Simulation Can’t Predict Black Swans
Unexpected events (algorithm changes, regulatory shifts, dominant competitor entering) don’t appear in simulation.
The simulation models behaviors based on the context you provide. Incomplete context = incomplete results.
Garbage In, Garbage Out
A vague seed produces vague results. If you describe your product as “marketing SaaS for businesses,” agents process a fuzzy idea.
Spend time on your product description. The more specific (market, audience, problem, solution), the better the signal.
Doesn’t Replace Real Conversations
Simulation reduces risk; it doesn’t eliminate uncertainty. Before launching anything with meaningful price, validate with 5-10 real people from your simulated target segment.

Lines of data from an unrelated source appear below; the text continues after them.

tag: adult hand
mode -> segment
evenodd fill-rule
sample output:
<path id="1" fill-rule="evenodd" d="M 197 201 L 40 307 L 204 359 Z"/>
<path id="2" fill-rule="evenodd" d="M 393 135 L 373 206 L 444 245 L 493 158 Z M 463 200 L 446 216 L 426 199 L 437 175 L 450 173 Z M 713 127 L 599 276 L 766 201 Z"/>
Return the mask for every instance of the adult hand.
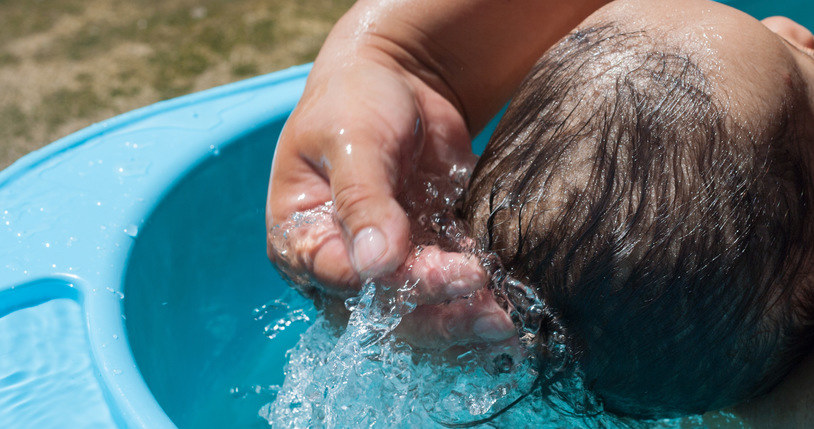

The simulation shows where to look. Real conversations confirm what you found.
Recommended Workflow
1. Raw idea
|
v
2. Initial simulation (5-10 min)
|
v
3. Review objections and adoption clusters
|
[Does the idea signal positive?]
No → Refine positioning or kill it
Yes → Continue
|
v
4. 5-10 real conversations with people in simulated segment
|
[Does signal validate?]
No → Return to step 2 with new hypothesis
Yes → Build the MVP
|
v
5. MVP with messaging already calibrated by simulation
This complete cycle—from raw idea to validated MVP—can run in 1-2 weeks for digital products.
Next Steps
You have MiroFish running. The immediate next step is to take a real decision you need to make—a product you’re thinking of building, a pricing question you need to solve, a positioning shift you’re considering—and run an actual simulation.
The quality of your result depends on the quality of your product description. Spend 15-30 minutes writing a clear description of your product, target market, ideal customer, and value proposition.
For deeper ideas on idea validation using complementary approaches, see How to Validate Your SaaS Idea Before Coding—it covers qualitative research techniques that work alongside simulation. And if you’re still deciding which ideas are worth simulating, How to Validate a Digital Product Idea has the pre-screening framework.
MiroFish Offline gives you the laboratory. What you put into it determines the value you extract.